Но говорит он это без всякой надежды.
Я понимаю, как ему здесь тяжело. Ведь это через его руки проходят сотни радиограмм, где перед последним словом он часто выбивает «обнимаю», «милый», «любимый», «целую», «твоя», «жду». И только его никто не обнимает, не целует и не ждет. Забыла. Да, тяжело парню. Но Василий, закрыв глаза, стучит и стучит для других эти заветные слова.
Да, без любимой в белом океане тяжело. Тяжело моряку, если на берегу живет его беспокойство. Как нужен полярникам надежный тыл и большая любовь. Ведь здесь о любимой женщине думаешь несравнимо чаще. Может, потому, что уходит за горизонт все мелочное и остается на душе самое святое, самое главное.
Да, не случайно Нансен труд всей жизни, книгу «Фрам» посвятил:
«Ей, которая дала имя кораблю
И имела мужество ожидать».
Мы действительно можем сотворить чудеса, если любимая имеет мужество ожидать.
В Лужниках на зеленом поле играют в футбол, а у нас уже утро, и океан сейчас весь белый как русский лес, царство Берендея, засыпанное щедрым февральским снегом.
Той зеленой дорогой, которую нам показали гидрологи из штаба морских операций, мы и пришли в Певек. 15 кораблей стали у причалов. А кому не хватило места, те терпеливо ждали своей очереди. У кромки, на востоке, нового каравана еще не было. Корабли шли где-то у Камчатки и в проливе Лаперуза.
— Может, подлечимся, дед? — спросил капитан у главного механика.— Без лопасти-то ходить тяжеловато. Да и время есть.
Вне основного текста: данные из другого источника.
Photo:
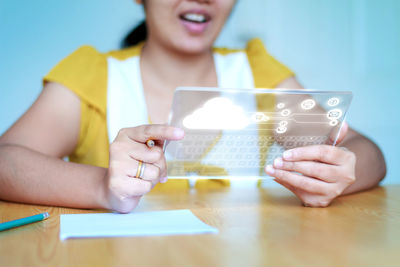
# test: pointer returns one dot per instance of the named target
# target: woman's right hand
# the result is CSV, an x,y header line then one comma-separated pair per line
x,y
123,189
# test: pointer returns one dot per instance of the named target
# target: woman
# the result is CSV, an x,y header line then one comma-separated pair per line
x,y
89,97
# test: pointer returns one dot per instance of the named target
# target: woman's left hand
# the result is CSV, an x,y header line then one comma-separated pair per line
x,y
325,172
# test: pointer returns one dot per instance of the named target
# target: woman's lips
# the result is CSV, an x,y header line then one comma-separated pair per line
x,y
195,22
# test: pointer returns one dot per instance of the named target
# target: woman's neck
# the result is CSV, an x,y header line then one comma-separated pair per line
x,y
163,66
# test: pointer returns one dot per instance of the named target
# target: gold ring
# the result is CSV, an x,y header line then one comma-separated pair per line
x,y
150,143
140,170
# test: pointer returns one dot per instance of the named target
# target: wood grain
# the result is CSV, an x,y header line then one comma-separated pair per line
x,y
258,227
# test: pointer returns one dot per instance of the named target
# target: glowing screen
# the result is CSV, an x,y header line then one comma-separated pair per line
x,y
235,133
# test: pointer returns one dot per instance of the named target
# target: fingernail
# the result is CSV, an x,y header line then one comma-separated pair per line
x,y
278,163
287,154
179,133
269,169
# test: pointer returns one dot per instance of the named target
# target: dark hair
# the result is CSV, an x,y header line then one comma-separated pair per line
x,y
137,35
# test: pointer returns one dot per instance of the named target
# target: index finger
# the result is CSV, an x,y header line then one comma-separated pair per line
x,y
323,153
157,132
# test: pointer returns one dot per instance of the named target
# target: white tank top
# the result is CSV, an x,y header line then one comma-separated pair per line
x,y
126,104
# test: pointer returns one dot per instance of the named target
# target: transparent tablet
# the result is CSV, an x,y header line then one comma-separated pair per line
x,y
234,133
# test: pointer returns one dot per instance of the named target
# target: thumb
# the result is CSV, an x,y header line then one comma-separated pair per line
x,y
342,134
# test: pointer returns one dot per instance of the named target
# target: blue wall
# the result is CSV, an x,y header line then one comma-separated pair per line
x,y
339,45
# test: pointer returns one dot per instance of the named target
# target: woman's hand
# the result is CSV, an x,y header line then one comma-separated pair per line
x,y
325,172
123,189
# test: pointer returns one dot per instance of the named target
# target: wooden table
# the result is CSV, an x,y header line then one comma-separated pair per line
x,y
258,227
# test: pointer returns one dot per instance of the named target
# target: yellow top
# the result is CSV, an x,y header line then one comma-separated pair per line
x,y
85,73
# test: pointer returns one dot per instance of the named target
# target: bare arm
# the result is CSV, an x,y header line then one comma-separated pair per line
x,y
370,167
31,152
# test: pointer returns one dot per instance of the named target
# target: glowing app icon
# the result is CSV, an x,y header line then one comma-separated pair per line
x,y
283,123
281,130
285,112
259,117
334,114
334,101
308,104
333,122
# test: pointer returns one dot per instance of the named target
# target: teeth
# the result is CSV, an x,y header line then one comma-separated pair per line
x,y
195,17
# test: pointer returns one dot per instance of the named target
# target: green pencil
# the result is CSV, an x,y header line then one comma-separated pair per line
x,y
23,221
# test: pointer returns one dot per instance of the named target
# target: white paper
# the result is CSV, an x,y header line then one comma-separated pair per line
x,y
172,222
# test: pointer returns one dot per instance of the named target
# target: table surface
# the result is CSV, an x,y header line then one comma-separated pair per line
x,y
257,227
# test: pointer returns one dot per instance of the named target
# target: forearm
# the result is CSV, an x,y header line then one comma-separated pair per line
x,y
31,177
370,164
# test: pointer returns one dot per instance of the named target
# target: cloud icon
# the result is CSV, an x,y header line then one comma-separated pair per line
x,y
218,114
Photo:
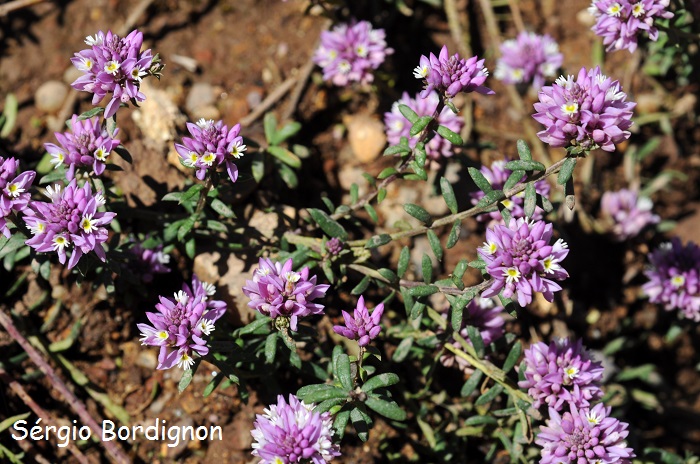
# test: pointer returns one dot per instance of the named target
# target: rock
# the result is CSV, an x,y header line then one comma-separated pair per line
x,y
49,97
201,95
366,137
— Водолазы на борту. Погода неплохая. Я согласен.
— Вот и договорились. И команда отдохнет. А то «Пенжина» давно просится, чтобы ее обыграли в футбол.
А через час катер уже был полон матросов, которым дали увольнение на берег.
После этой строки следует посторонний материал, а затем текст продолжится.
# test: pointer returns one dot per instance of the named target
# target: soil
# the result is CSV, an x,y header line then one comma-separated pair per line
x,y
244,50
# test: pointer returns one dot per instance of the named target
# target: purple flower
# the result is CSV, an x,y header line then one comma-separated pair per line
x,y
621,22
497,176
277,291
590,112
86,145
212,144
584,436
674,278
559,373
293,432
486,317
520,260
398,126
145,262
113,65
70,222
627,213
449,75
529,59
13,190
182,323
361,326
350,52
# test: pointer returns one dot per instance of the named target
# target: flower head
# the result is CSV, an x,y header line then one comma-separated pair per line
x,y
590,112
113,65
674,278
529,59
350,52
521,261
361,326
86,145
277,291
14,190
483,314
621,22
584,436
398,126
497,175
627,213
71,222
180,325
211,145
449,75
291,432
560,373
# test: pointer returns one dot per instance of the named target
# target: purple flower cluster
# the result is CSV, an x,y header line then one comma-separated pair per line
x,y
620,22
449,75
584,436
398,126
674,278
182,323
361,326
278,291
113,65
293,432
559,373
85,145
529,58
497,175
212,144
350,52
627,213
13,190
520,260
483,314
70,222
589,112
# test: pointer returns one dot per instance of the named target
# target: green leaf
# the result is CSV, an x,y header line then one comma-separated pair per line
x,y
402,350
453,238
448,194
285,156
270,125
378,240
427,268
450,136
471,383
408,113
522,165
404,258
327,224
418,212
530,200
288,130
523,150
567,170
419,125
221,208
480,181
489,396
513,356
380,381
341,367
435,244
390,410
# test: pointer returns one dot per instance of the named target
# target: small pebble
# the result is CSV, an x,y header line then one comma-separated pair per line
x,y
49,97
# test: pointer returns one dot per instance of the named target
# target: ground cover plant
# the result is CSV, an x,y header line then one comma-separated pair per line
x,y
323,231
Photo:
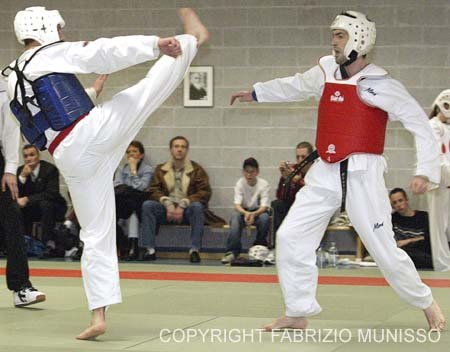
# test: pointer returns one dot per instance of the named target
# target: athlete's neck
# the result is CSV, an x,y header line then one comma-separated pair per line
x,y
356,66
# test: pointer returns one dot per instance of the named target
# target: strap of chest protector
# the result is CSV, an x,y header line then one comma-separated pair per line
x,y
305,162
21,85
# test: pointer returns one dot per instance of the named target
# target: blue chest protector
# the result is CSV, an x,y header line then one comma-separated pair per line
x,y
60,97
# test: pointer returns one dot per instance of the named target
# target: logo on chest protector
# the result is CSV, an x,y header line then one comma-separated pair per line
x,y
377,225
331,149
337,97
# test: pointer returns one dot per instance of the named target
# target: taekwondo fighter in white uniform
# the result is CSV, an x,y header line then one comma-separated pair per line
x,y
356,101
87,142
439,197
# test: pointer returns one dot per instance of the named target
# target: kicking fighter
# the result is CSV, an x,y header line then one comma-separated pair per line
x,y
87,142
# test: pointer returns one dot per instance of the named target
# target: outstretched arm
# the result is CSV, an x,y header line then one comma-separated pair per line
x,y
101,56
299,87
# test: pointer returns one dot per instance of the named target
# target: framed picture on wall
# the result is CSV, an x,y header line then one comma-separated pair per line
x,y
198,87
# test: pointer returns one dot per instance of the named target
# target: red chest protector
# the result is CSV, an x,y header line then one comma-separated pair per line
x,y
346,125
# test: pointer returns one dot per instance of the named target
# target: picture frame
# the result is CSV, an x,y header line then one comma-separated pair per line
x,y
198,87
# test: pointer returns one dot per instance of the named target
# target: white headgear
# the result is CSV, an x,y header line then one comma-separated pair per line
x,y
39,24
361,32
443,99
258,252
Вечером мы сидели в каюте капитана и пили кофе. Боря Крутских, наш гость, показывал мастеру прогнозы на август и сентябрь. Прогнозы, которые не обещали ничего хорошего: по всей трассе лед девять-десять баллов и ветры чаще всего северные.
— Так что вы правильно сделали, решив поставить лопасть, когда такое затишье. Только смотрите, через три дня начнутся подвижки, лед может оказаться и здесь, в бухте.
— Нам и двух хватит, — сказал дед.
— Слушай — вдруг обратился Крутских ко мне, — а что же ты будешь делать эти дни?
— Как что? — растерялся я,— отдыхать.
— А не хочешь побывать на полярной станции Валькаркай. Это недалеко, за Шелагским. Завтра туда уходит вездеход с продуктами и горючим. Посмотришь, как работают наши ребята на берегу.
Я посмотрел на капитана.
— Я лично тоже советую. Ведь на станциях таких не бывал?
— Нет!
— Ну тогда с богом. В крайнем случае, если не вернешься к нашему отходу, снимем вертолетом.